Si cominciano a delineare contorni inquietanti riguardo la storia dei due genitori di Folignano. La madre afferma che Jason, il neonato di due mesi scomparso, sarebbe morto. Il marito ora smentisce. Ma il piccolo non si trova ancora.

Si cominciano a delineare contorni inquietanti riguardo la storia dei due genitori di Folignano. La coppia, Denny P. 30 anni e Katia R. 24 anni, prima della nascita del bambino scomparso di appena due mesi, Jason, hanno avuto altri due figli, uno di 3 anni e uno di 5 anni. Entrambi sono nati sani, ma entrambi oggi sono diversamente abili. Uno è sulla sedia a rotelle mentre l'altro ha perso la vista. Il Tribunale dei minori ha così tolto ai genitori la patria potestà sui due figli, che sono stati dati in adozione, ma i fascicoli aperti per appurare se i due bambini fossero stati vittime di maltrattamenti sono stati archiviati. Non sarebbe stato possibile acquisire prove concrete in merito. Alla notizia dell'arrivo del terzo figlio, i servizi sociali sono stati immediatamente allertati, perché dovevano verificare "la capacità genitoriale dei ragazzi", come spiegherebbero i magistrati. Dopo una prima visita, però, i servizi sociali non sono più riusciti a vedere il bimbo appena nato, poiché i genitori avrebbero cominciato a fornire delle scuse. Prima che era stato affidato ad un'amica, poi che l'avevano portato in Svizzera.
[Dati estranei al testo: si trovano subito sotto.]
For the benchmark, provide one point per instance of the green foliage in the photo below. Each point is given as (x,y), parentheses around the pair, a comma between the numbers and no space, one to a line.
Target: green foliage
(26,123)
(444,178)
Fatto sta che Jason non si trova più, e i servizi sociali lanciano l'allarme. Cominciano le ricerche, e ad un certo punto la madre afferma che il bambino sarebbe morto, perché gli sarebbe caduto dalle braccia, e lo avrebbe seppellito. Ma le indicazioni sul luogo rimangono vaghe, e finora nessuno trova nemmeno una traccia di Jason. Ci sarebbero poi delle intercettazioni ambientali dove si evincerebbe che la coppia aveva intenzione fuggire dall'Italia. Katia R. durante l'interrogatorio spiega però che Denny P. non era al corrente della morte del figlio, ma in seguito l'uomo sembra che abbia invece raccontato di averlo "messo in un sacchetto arancione... siamo andati in auto a Castel Trosino... Katia è scesa, lo tolse dalla busta... non scavalcò il guard rail e lo lanciò nella boscaglia...", come riporta La Stampa (http://is.gd/4gA7xW). Ma mentre i carabinieri cercano il corpicino del piccolo, ecco che Denny P. avrebbe rivelato che Jason non sarebbe morto, indicando "ai magistrati il luogo dove si trova permettendo alla Procura di avviare gli accertamenti opportuni", come spiega il suo avvocato, Felice Franchi. Il gip di Ascoli Piceno ha nel frattempo convalidato l'arresto dei due genitori, con l'accusa di maltrattamenti aggravati dalla presunta morte del piccolo e di occultamento di cadavere.